@Bao Zhuhan
GPU Operator Kernel Development, Performance Optimization & CUDA Programming
- C/C++ and Operating System Principles (no specific focus)
- Computer Architecture and Parallel Computing Concepts (the CMU-15-418 course)
- Integration with Deep Learning?
- Explore how to write custom CUDA Kernels to accelerate certain operators in deep learning, such as convolution, normalization, or other common operations.
- Attempt to integrate custom CUDA Kernels in PyTorch, and understand how the framework calls acceleration code at the lower level.
Deep Learning Algorithm Principles and PyTorch Direction
- Get started with PyTorch and complete the official tutorial examples.
- Begin intermediate-level projects, such as image classification or simple object detection tasks; try customizing model layers and parameter tuning.
- Study cutting-edge research papers, design a comprehensive project (国创), combining data preprocessing, model training, and model optimization.
Learning Path
- First 4 weeks:
- Main focus: Learn deep learning fundamental theories; Get started with PyTorch, complete official tutorial examples.
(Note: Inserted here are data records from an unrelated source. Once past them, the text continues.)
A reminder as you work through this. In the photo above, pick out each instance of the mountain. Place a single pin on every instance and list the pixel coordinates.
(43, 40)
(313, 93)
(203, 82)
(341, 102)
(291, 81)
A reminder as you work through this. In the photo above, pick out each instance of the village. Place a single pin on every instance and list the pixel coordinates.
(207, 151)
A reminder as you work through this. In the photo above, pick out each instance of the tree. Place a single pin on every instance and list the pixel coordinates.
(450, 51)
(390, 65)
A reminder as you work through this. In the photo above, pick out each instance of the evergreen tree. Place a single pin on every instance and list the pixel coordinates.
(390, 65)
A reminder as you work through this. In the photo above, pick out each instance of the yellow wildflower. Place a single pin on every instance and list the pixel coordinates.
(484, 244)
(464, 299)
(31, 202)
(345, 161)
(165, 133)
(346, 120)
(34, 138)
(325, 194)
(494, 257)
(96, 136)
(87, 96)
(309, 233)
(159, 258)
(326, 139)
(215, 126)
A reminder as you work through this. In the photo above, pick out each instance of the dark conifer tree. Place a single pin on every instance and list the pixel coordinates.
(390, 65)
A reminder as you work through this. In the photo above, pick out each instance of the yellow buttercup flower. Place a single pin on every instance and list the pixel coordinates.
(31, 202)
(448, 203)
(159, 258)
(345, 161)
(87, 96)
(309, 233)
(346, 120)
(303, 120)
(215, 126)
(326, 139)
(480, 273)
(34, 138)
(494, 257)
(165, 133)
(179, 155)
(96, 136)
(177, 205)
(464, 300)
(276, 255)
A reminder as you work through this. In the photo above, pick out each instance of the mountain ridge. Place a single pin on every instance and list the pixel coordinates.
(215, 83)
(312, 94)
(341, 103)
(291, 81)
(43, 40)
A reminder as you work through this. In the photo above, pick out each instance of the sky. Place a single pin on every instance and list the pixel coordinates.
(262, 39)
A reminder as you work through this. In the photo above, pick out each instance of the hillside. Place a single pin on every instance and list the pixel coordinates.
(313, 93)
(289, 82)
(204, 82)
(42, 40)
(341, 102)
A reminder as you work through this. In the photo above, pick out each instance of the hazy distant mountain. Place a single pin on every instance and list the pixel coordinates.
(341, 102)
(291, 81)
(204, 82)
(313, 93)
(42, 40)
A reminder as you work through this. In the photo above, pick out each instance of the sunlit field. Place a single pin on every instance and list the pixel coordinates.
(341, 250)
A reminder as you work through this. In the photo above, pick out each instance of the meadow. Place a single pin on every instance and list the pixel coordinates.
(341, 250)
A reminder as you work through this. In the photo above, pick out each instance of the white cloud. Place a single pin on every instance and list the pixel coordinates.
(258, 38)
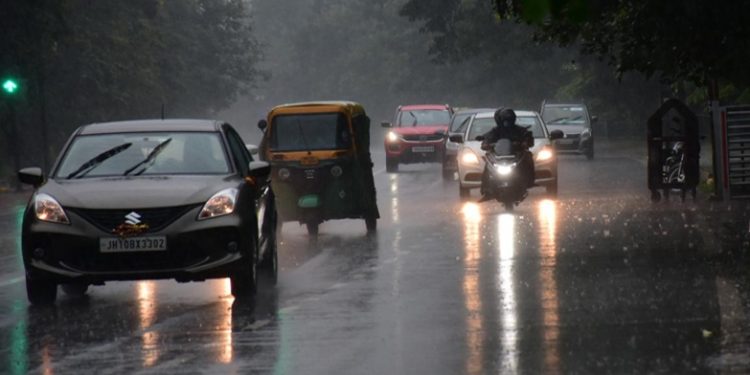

- Secondary focus: Use spare time to complete CUDA programming basics, continue with the CMU-15-418 course
- Weeks 5-8:
- Main focus: Tasks such as image classification or simple object detection; Try customizing model layers and parameter tuning.
- Secondary focus: Write simple CUDA examples, attempt to analyze performance bottlenecks, gradually understand memory optimization strategies.
- Weeks 9-12:
- Main focus: Study cutting-edge research papers in depth, design a comprehensive project (implement and refine 国创), combining data preprocessing, model training and model optimization.
- Secondary focus: Try integrating CUDA Kernels into PyTorch projects, optimize key operators, use performance analysis tools for tuning.